Time to fix patents - martincmartin
http://www.economist.com/news/leaders/21660522-ideas-fuel-economy-todays-patent-systems-are-rotten-way-rewarding-them-time-fix

======
drallison
For HN readers, the premise is certainly not new. The failures of our IP
protection system (patents and copyrights) are continually exposed in the
literature and in the courtroom.

What we don't see is any movement towards substantive change. The latest
revision, the Leahy-Smith America Invents Act
([https://en.wikipedia.org/wiki/Leahy-
Smith_America_Invents_Ac...](https://en.wikipedia.org/wiki/Leahy-
Smith_America_Invents_Act)), made significant changes at one level (e.g.,
first-to-file replaced first-to-invent) but did not address any of the
fundamental issues. For example, just what constitutes a patentable invention
remains cloudy. See, for example,
[https://en.wikipedia.org/wiki/Alice_Corp._v._CLS_Bank_Int%27...](https://en.wikipedia.org/wiki/Alice_Corp._v._CLS_Bank_Int%27l)
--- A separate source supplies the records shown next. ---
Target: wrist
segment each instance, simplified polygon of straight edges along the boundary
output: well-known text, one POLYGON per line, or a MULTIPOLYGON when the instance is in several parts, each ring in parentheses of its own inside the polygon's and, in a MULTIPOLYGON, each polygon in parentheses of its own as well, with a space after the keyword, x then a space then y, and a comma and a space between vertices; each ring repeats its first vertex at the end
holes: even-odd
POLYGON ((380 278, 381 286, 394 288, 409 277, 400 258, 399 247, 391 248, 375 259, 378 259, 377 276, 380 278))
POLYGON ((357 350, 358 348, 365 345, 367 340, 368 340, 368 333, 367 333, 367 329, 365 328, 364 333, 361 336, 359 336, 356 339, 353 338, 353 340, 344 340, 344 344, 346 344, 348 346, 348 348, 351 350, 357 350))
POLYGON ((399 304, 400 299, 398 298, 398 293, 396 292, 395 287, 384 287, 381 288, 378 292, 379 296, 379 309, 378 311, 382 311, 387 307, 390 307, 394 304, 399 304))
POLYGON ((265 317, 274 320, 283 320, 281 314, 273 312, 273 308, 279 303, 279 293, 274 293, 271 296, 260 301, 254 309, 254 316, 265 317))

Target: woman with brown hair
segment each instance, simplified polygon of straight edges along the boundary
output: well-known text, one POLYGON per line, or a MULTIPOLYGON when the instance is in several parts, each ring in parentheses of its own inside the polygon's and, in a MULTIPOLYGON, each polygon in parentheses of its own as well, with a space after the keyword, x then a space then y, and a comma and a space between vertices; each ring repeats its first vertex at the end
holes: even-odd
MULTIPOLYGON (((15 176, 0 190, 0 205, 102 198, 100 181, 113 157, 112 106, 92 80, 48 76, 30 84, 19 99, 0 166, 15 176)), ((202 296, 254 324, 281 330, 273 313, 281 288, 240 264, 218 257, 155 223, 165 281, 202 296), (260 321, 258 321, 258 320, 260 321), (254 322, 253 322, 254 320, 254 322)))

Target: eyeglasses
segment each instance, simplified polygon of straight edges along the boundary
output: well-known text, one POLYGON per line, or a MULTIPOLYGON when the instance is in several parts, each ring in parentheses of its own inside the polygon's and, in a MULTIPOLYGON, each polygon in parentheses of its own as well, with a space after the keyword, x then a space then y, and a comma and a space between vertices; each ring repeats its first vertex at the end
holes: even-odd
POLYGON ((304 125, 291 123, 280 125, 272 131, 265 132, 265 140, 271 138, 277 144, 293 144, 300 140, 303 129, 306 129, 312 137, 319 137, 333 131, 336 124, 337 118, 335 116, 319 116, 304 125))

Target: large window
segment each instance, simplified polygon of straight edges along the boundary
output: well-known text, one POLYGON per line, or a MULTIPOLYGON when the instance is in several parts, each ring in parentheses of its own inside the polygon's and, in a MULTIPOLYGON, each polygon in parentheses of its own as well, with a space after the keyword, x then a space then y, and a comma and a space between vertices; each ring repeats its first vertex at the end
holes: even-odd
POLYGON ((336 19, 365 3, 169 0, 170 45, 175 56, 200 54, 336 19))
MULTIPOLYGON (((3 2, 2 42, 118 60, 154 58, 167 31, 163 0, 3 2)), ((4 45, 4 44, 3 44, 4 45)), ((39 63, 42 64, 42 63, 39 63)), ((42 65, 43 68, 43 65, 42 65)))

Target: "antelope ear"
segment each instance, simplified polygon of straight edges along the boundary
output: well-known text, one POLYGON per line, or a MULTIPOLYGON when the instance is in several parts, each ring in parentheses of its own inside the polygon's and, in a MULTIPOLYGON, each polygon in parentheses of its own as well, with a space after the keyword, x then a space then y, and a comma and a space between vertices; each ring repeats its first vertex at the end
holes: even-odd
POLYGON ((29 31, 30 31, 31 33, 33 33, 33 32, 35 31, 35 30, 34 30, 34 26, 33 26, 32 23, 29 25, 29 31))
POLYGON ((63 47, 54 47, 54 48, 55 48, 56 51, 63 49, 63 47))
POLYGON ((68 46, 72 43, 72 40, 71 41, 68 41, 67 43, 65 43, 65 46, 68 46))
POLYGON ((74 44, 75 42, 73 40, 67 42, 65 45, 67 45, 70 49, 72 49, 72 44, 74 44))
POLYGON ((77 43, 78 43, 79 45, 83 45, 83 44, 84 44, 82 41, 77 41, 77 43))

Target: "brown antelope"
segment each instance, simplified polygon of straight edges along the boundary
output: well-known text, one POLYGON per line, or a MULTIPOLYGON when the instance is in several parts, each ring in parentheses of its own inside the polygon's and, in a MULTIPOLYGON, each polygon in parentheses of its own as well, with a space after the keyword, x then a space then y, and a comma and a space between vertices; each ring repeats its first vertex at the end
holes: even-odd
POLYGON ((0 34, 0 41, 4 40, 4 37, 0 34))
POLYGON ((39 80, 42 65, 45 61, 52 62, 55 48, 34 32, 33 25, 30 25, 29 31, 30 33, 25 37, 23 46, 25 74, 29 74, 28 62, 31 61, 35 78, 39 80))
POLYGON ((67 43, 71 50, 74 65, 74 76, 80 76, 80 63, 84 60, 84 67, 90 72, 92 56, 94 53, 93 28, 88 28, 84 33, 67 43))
Patents in the US are constitutionally mandated. Article I, Section 8, Clause
8, of the United States Constitution grants Congress the power "To promote the
progress of science and useful arts, by securing for limited times to authors
and inventors the exclusive right to their respective writings and
discoveries." These days it is not clear that the patent law, as written and
practiced, actually fulfills the constitutional mandates and promotes the
"progress of science and the useful arts".

For amusement, Google "stupid patents" or "silly patents" and follow the
links.

------
bainsfather
I don't think this says much that is new to hn readers, but it is
interesting/significant that The Economist has it as a lead article, and on
its front page.